MSB management said that the bank would continue its strategy of shifting to retails, strengthening services, instead of relying mainly on credit. This direction is safe and minimising the risk of credit which is often associated with bad debt.
In addition, MSB will keep investing in large resources and strongly implementing the technology system for digital utilities. Digital bank is MSB’s next strategic shift point of view.
Also this year, MSB is expected to list MSB shares on the Hochiminh Stock Exchange (HOSE) in the third quarter. This is considered the next step to help banks expand scale and transparency in operations.

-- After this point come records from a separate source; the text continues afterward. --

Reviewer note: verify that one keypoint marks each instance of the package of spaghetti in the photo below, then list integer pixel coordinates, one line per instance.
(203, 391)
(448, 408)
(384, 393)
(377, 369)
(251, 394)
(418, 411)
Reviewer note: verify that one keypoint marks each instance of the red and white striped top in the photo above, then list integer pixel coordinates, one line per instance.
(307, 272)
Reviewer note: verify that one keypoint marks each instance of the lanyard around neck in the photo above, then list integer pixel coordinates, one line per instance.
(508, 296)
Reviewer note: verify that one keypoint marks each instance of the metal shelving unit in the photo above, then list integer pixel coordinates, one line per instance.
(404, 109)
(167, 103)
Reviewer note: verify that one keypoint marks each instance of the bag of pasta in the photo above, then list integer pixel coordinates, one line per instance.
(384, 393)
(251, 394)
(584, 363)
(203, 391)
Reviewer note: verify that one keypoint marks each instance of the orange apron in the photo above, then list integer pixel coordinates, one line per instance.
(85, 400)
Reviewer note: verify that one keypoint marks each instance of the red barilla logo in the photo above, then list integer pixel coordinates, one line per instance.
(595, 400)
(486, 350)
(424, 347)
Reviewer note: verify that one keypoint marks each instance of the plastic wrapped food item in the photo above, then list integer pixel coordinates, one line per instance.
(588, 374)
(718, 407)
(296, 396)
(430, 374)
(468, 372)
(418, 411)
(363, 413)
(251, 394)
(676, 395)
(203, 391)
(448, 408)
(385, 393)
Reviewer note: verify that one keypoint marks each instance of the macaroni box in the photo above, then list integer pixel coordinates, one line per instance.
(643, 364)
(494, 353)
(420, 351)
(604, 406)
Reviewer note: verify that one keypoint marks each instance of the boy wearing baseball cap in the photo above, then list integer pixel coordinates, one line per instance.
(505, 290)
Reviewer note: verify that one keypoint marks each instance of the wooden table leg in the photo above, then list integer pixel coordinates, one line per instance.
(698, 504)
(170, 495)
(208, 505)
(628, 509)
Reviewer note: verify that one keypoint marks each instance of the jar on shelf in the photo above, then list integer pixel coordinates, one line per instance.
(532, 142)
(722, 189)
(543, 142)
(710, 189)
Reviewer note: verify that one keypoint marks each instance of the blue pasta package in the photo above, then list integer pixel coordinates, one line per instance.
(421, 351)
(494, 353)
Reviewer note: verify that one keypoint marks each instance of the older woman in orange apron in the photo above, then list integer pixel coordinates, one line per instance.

According to the experts, the bank’s profit in 2019 may not be as strong as the previous year when the credit growth limit of the whole industry is limited to 14 percent, while the bad debt and the potential bad debt are still quite large.
This is also the reason most banks are quite cautious when making business plans for this year.
However, as above, there are many cases towards high profit growth targets. And this year’s “race” is expected to be more dramatic with the rise of mid-range banking groups.